Electric Vehicles, Salary Sacrifice, IFRS 16 and Scotland David Green dgreen@arlingclose.com

Many climate-conscious employers (including Arlingclose and many local authorities) have taken advantage of a government-backed scheme to provide their staff with electric vehicles. In a typical scheme, the employer leases cars from a company for three years (the head lease) and then provides them to employees in return for a salary sacrifice (the sub leases). The employee and employer get tax breaks, the company makes a profit and less petrol is burnt on the roads. Everyone’s a winner!

But let’s look at the accounting implications for the local authority employer.  Under the old IAS 17 lease accounting standard, both the head lease and the sub leases were considered operating leases, as three years is much shorter than the useful life of a new car. So the payments under the head lease were revenue expenditure, and the receipts from the sub leases were revenue income, which neatly netted off leaving no overall cost to the authority.

But things are not so simple under the new IFRS 16 standard. The head lease will be recognised as a capital transaction, creating right-of-use assets reflecting three years’ use of the vehicles, and a liability to pay the charges for three years. This will create revenue charges for interest and minimum revenue provision (MRP). The sub leases will then be disposals of the right-of-use assets, initially creating a finance lease receivable, followed by capital receipts and interest income when this is repaid. But the oldest rule in local government finance applies here, namely that capital receipts cannot be used to fund revenue expenditure, and so there will be shortfall in the revenue account.

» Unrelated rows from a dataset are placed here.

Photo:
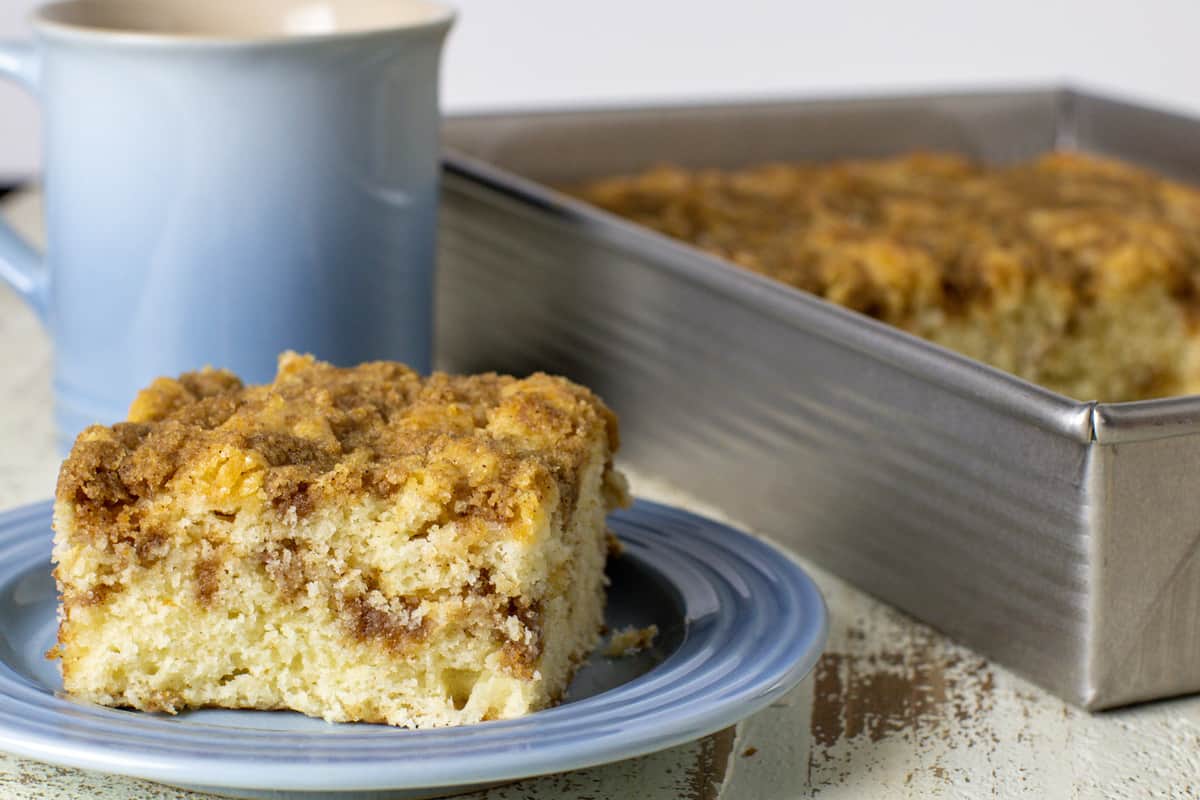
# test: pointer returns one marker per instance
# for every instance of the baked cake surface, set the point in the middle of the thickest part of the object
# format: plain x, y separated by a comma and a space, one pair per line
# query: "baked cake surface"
1075, 272
355, 543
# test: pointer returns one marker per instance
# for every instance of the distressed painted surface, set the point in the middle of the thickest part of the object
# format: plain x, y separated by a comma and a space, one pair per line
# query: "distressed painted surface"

Local authorities in England, Northern Ireland and Wales have some discretion over the charging of MRP, and many would argue it is prudent not to make a revenue charge to repay the debt created by the head lease, but to use the capital receipts from the sub leases to repay it instead. Proposed changes to MRP legislation and guidance in England would explicitly permit this. Remove the MRP charge and the interest income should offset the interest expense. The budget is balanced again.

However, local authorities in Scotland are not permitted to use capital receipts to repay lease debt and have much less discretion over the statutory charge that is equivalent to MRP. Council staff north of the border wanting to do their bit for the environment will either have to do without the tax breaks available to the rest of country, or encourage their employer to pass the revenue cost onto Council Tax payers.